|
The Diamond Mind Projection System

Written by: Tom Tippett
Last updated: February 24, 2005
In the 1985 Baseball Abstract, Bill James introduced two very important
tools for predicting the future performance of baseball players. The first
was the Major League Equivalency, or MLE, which demonstrated that it was
possible to use AAA stats to predict how a player is most likely to perform
at the major-league level. The second was the detailed description of
his Brock2 system for projecting future performance based on past performance
and the aging process (improving in the early years, peaking in the middle,
and declining thereafter).
Since then, many others have taken these ideas and implemented projection
systems of their own, most often for the purpose of helping fantasy baseball
players prepare for their fantasy drafts. You can now buy projections
from fantasy advisor services and you can find them online and in many
books and periodicals.
When we began our work on our Projection Disks in 1998, we had every
intention of licensing projected stats from a company that was already
in the business of preparing them. There didn't seem to be much point
in reinventing the wheel when we could instead focus on the game software,
the team rosters, and manager profiles. But we quickly learned that these
projections didn't meet the special needs of a full-season simulation,
for a variety of reasons:
- we needed projections for over 1500 players, including many players
who had yet to make their major-league debuts, and most of the other
sources don't do that many
- we wanted to use stats from the majors, Japan, AAA, AA, and A ball to make
sure we have as much playing time as possible on which to base our projections.
Some projection systems ignore minor league stats or go down only as
far as AAA.
- to support a full-blown simulation, we needed to project many more
statistical categories than the others provided
- we needed to project left/right splits as well as overall totals for
all batters and pitchers
So we built our own projection system.

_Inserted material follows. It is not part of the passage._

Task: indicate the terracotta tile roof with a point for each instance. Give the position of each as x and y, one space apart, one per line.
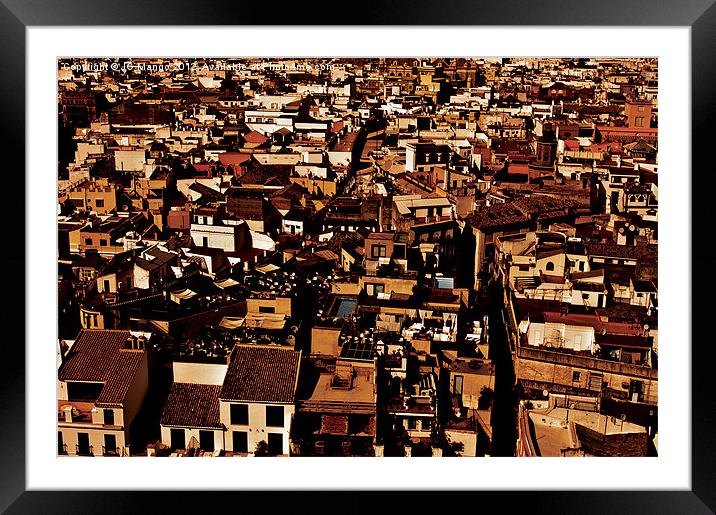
192 405
642 253
98 355
261 374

Actually, we expanded on a system
that we originally developed in 1994. When that season came to a premature
end, the TOPPS baseball card company hired us to simulate the missing
games so they could produce CyberCards with full-season stats (real life
stats through August 11 and simulated stats for the rest of the season).

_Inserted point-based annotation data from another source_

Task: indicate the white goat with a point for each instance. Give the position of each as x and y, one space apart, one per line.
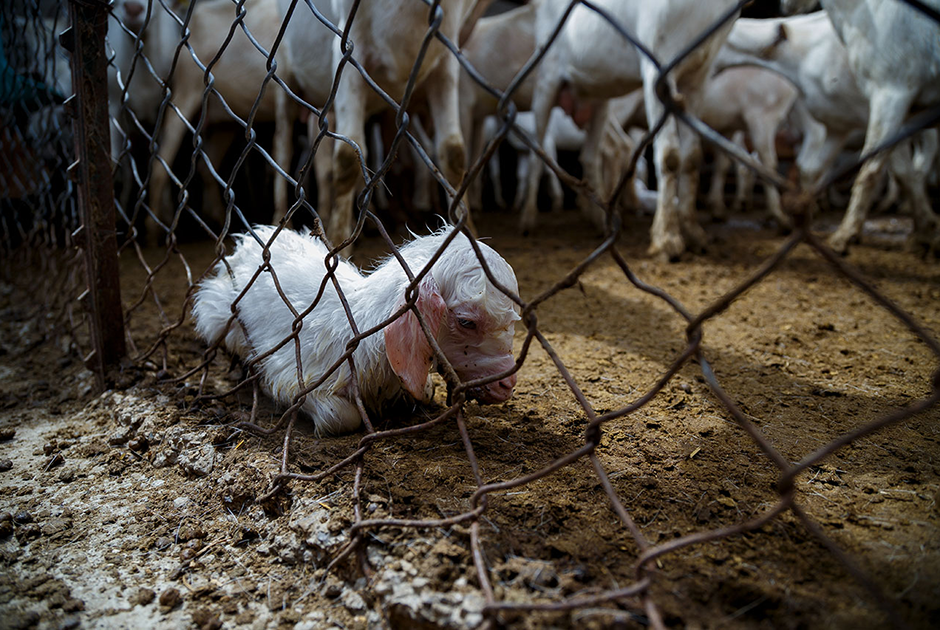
387 35
755 101
892 49
499 47
237 77
469 318
590 62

To their credit, they wanted to include prominent minor-leaguers (such as Derek
Jeter) who would have been called up in September had the season
continued. So we developed a method for projecting major-league performance
from minor-league statistics.
The Diamond Mind projection system is based on Bill James' MLE and aging
ideas, though it uses different and more advanced formulas than those
in the 1985 Baseball Abstract. We can do better because of the
explosion in available data from both the major- and minor- league level.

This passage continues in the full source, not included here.